Review by: Mariam Liparteliani
“Mary Mistral says Jesus Christ is the best lover; all she needs to do in the shower is close her eyes and let him go at it. Jesus Christ knows best of all what a woman needs, she says, and when you shower from below, the Holy Spirit will come and make you happy.”
Warum das kind in der polenta kocht by Aglaya Veteranyi
Obedience is a tool that could be maliciously utilized by the authorities. Restrained societies tend to be guarded and guided, and that way, life becomes linear, but the feeling of an imaginary safety emancipates them from the pressure of previous struggles. Subconsciously people prefer to be fiddled, manipulated, or even disgraced rather than abandoned alone with the treacherous difficulties of modern reality. In that respect, the pandemic had an impact that cannot be measured. Social mammals were forced to embrace loneliness, and the ‘crash’ became vital.
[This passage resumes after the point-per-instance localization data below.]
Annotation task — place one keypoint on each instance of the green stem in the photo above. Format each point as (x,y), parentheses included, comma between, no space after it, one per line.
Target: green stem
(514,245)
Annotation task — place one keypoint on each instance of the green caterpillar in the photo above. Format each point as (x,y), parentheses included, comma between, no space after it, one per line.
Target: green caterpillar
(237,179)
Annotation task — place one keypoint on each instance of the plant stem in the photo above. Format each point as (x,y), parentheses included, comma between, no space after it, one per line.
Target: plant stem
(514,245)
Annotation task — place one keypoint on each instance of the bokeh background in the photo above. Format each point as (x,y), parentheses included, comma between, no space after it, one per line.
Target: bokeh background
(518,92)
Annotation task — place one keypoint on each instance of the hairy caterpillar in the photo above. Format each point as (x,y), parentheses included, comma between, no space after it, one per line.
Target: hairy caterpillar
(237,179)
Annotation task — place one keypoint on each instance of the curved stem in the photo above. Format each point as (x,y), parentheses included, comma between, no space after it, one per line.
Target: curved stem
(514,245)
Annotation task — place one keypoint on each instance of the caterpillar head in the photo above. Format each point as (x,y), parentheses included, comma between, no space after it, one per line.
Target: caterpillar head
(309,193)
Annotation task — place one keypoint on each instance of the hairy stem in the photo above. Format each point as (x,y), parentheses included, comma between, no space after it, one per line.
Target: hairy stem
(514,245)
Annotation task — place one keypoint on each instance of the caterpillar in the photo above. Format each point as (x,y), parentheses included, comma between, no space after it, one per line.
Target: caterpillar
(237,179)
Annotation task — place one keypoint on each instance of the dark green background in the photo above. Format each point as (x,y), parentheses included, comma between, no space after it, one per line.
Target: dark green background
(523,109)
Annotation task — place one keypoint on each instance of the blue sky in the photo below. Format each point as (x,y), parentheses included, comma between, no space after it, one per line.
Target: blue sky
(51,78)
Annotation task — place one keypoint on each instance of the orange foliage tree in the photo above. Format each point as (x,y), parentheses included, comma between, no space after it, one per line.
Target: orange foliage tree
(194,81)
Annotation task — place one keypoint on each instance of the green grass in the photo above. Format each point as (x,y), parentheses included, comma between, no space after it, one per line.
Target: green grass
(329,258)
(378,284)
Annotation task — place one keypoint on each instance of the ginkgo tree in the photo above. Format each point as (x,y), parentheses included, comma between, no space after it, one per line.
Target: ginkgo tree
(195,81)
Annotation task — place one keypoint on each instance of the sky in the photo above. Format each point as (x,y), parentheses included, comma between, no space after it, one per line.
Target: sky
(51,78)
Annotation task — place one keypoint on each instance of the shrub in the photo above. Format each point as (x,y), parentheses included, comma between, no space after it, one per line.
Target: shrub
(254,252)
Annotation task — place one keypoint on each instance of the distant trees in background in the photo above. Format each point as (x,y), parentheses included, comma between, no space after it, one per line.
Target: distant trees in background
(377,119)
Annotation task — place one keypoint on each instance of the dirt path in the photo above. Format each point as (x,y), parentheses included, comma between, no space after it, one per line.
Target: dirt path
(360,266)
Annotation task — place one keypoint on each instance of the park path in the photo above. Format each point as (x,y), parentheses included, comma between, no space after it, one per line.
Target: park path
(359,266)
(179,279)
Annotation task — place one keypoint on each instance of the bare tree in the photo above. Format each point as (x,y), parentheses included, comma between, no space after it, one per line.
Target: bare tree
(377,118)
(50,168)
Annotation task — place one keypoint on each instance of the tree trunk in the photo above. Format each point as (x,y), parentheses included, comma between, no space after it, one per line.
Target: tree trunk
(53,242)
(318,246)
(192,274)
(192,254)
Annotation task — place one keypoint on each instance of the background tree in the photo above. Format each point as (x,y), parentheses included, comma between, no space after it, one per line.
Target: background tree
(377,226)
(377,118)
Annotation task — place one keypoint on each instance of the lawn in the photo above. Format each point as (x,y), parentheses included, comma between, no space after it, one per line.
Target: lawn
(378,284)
David Cronenberg perpetuates the image of drought in his body horror Crash (1996), a film that imposes erosion in the physical reality and in an intangible landscape of human insides. The couple presented in the film strives to defeat anorgasmia and experiments with distinctive methods that can enhance their sexual thriving. Self-destruction emerges as a prompting tool to escape lovelessness. Those triggers can be distinguished in Giorgi Tavartkiladze’s short film Ascension too, which premiered at this year’s Kutaisi’s short film festival.
The terror triggered by the lockdown during the pandemic can be endured only by tangible hope for the characters. The marginalized part of society is being used by the authorities to contribute masks with righteous marks that build an illusion of empowered safety. The church is empty; that issue must be eradicated so the vicious authorities feel the need for the Messiah. The dividing line between the holiness and the obscenity slowly evaporates through the film. The first interaction between him and the Messiah leaves a strange feeling that by abnormal obedience, and gratitude, he pleases his own mature yet deprived sexual craving. In the radically orthodox environment, Antimoz’s persistent desire for sexual gratification reifies as an obscene urge to be subservient.
The chosen Messiah is another victim of the disordered swarm. From the scene when a horde forces him to open the door and give them his blessings, it becomes apparent that the Messiah himself had not intended to emerge as a shepherd and was used by the church, so the establishment could maintain its parish. Ascension Day is blissfully awaited and when Eldar notices the depleted quantity of attendants in church, he decides that it is time for sacrifice. The unheard bigotry places the Messiah on the verge of suicide. Antimoz is encouraged by Eldar to film the explicit shots of staged ascension for the platform.
The ominous, even disturbing sounds embellish the scene when ‘God’s’ clothes are shown, laid on the windowsill. The director tends to humanize the character and pinches the audience to observe him as a scapegoat. The discernment of crucifixion changes Antimoz’s perception of this masquerade, and he mockingly establishes the sect from the grain of indecency. During the gloomy, obligatory interrogation, the director uses close-ups, Antimoz explains that he felt the ascension of the Messiah insidiously; his eyes are dry, the gaze mysterious and melancholic, as if his blood vessels stopped functioning. The stiffness of his body unravels the elusive truth, which was forgotten behind the veil. He felt an erection for the first time of his existence through an ‘arc of holiness.’
It is not a coincidence that the main musical theme of this film is the third part of Mahler’s fifth symphony, which retained the audience to Visconti’s classic Death in Venice (1971). Gustav von Achenbach’s love for Tadzio is inappropriate and obscene but sacred, incomprehensive, and obscure. Bigotry blinds the swarm consecutively. The terror of facing modern slovenliness leads them to completely lose their grasp of reality, and the heirloom of God (clothes laid on the window shed) is what is left of the viciously murdered, handicapped, mentally disturbed man.